Sesuai dengan kehidupan di dalam hutan, tata cara kehidupan yang dijalankan oleh Suku Anak Dalam masih sederhana. Masyarakat Suku Anak Dalam banyak menghabiskan waktunya melakukan perburuan untuk memenuhi kebutuhan makanan. Selain itu, masyarakatnya pula memanfaatkan tumbuhan yang ada di hutan. Cocok tanam pula dilakukan untuk pemenuhan kebutuhan.

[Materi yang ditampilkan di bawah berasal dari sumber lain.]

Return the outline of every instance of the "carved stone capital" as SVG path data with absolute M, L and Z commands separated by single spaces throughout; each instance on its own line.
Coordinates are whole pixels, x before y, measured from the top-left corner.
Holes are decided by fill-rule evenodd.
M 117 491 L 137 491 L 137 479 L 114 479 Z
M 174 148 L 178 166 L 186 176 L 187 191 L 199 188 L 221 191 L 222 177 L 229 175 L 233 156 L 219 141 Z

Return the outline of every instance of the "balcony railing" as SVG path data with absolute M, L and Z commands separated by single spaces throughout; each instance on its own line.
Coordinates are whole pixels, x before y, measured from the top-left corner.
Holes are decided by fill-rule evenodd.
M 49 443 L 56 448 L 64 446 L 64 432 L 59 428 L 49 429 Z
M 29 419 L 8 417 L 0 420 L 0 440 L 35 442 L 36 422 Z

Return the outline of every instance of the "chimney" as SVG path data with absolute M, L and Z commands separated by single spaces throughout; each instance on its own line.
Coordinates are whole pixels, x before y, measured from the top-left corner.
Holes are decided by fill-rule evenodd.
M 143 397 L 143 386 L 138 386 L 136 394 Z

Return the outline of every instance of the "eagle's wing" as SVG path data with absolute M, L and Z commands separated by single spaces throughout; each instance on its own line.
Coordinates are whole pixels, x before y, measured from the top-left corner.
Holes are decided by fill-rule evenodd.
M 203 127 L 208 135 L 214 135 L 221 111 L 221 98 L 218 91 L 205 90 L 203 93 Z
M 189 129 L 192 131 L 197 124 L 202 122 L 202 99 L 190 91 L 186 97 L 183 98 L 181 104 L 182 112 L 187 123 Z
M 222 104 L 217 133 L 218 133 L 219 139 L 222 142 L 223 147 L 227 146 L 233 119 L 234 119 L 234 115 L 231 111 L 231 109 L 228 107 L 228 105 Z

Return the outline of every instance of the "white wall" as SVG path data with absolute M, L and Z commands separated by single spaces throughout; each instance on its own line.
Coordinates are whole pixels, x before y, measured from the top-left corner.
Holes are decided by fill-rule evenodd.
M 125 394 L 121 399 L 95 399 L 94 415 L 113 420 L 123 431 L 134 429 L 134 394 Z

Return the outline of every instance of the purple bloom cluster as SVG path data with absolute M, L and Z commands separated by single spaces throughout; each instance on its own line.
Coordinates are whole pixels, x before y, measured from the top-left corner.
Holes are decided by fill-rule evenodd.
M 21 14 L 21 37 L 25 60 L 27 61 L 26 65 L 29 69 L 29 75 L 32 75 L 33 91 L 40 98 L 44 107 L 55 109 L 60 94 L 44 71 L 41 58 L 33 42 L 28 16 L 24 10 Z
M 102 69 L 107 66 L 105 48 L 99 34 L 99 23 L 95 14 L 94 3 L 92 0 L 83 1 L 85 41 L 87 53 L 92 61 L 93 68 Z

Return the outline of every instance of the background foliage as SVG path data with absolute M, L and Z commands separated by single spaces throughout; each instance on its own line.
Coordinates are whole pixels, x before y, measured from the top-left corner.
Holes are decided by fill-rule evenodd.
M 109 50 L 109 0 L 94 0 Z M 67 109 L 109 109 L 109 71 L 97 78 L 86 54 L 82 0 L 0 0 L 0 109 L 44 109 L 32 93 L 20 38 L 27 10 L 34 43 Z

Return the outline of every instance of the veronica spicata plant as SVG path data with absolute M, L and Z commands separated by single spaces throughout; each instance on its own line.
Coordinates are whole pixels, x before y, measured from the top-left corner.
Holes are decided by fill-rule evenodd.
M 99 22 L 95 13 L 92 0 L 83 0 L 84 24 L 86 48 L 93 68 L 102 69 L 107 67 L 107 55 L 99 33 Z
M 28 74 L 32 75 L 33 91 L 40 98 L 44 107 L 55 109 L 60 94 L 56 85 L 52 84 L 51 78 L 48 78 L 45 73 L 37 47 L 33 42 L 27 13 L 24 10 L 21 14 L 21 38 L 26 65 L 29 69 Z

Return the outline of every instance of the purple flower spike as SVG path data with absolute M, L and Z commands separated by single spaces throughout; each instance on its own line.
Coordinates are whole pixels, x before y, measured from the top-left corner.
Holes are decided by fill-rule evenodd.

Meski hidup di dalam hutan, Suku Anak Dalam memiliki adat istiadat serta kepercayaannya sendiri. Beberapa adat istiadat Suku Anak Dalam diantaranya yaitu prinsip matrilineal, belangun, bebalai, serta Tari Elang. Kepercayaan yang dianut oleh masyarakat Suku Anak Dalam yaitu kepercayaan terhadap roh-roh atau animisme.